I think it’s more a product of “Hail Mary” desperation than a conscious desire to bring out the base. The isolationist anti-war left, noisy as they are, do not constitute a large enough minority to be useful in that regard. Bad strategy all around. It might even be a turnoff, because it leaves us with these Profiles in Courage to compare:

1. Awad Allawi – a man who was once left for dead (1978) in his Surrey home after having been bludgeoned with an ax by one of Saddam’s henchman who thought he had killed him. Allawi then spent a year in a hospital. He is still said to walk with a limp and is now the object of, one would imagine, daily assassination attempts.

2. John Kerry – a man who left the Vietnam War after 4 1/2 months after having been “seriously wounded” – a description that now even his biographer finds dubious.

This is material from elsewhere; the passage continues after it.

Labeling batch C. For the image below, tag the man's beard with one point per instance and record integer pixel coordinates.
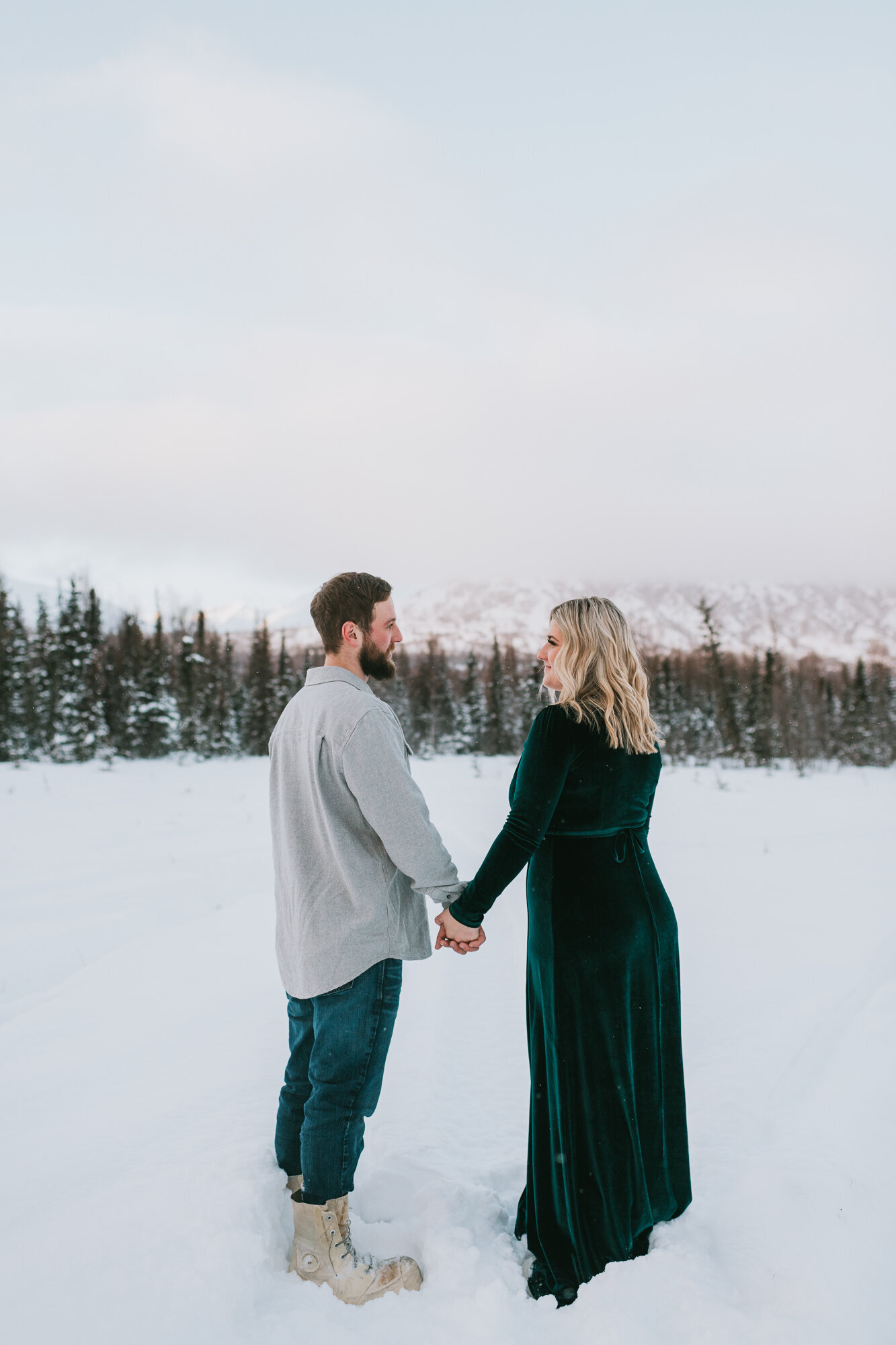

Indeed. Whatever it is, it’s disgraceful, and if Roger is right I suspect that the Democratic Party will pay a stiff price for it in November. If Kerry keeps this up — making statements that are not merely anti-war, but that are deeply destructive and useful to our enemies — you’ll see Democratic candidates — and not just Tom Daschle — scampering to distance themselves from Kerry and embrace Bush.

PAYPAL SEEMS TO HAVE DECIDED that Bill Quick’s blog is a “hate site” or something, which is absurd, and they’re threatening to shut down his account.

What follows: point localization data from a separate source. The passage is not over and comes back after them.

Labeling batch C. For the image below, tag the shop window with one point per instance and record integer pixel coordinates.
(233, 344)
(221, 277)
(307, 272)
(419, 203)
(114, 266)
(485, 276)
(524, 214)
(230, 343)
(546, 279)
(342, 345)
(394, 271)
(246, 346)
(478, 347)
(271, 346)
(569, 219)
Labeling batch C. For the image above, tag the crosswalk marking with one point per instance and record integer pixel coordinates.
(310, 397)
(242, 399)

This strikes me as a terrible move on their part, and they certainly deserve to hear from everyone who is unhappy about it.

RICHARD COHEN is defending Dan Rather for making an honest mistake: “Mistakes are what happen to aggressive news organizations.”

Yes, and so is fixing them when it’s obvious that they’re mistakes, instead of stonewalling and calling those who point them out partisan hacks. Even if the error was in good faith — which some would certainly dispute — the response wasn’t.

And this sounds like political maneuvering more than journalism:

Newsweek’s Howard Fineman argued that CBS News producer Mary Mapes became “obsessed,” with trying to prove that George W. Bush got special treatment in the National Guard, because she wanted to “save the world from a George Bush presidency, and in the last five years, she’s tried to find that smoking gun that would allow her to do that.” Appearing on MSNBC’s Imus in the Morning on Wednesday, Fineman fretted that due to the CBS scandal, it is getting “increasingly difficult to prove” that the rest of the media strive for “objectivity” and want to be “fair” and “even-handed.” Fineman also predicted that “if Roger Ailes and Fox had done something like this, you know, the world would be on fire.”

I’m guessing that Richard Cohen wouldn’t be defending them as vigorously, either. (And when some blogger blows it this way, I’m guessing that Cohen will write an I-told-you-so column rather than a bend-over-backward defense like this one, though I could be wrong.) But the damage has been done, and defenses like Cohen’s — which pretend that hit jobs intended to influence an election, based on documents that any reasonable person should have recognized as likely false, constitute “committing journalism” — probably explain why media credibility is at a low point today.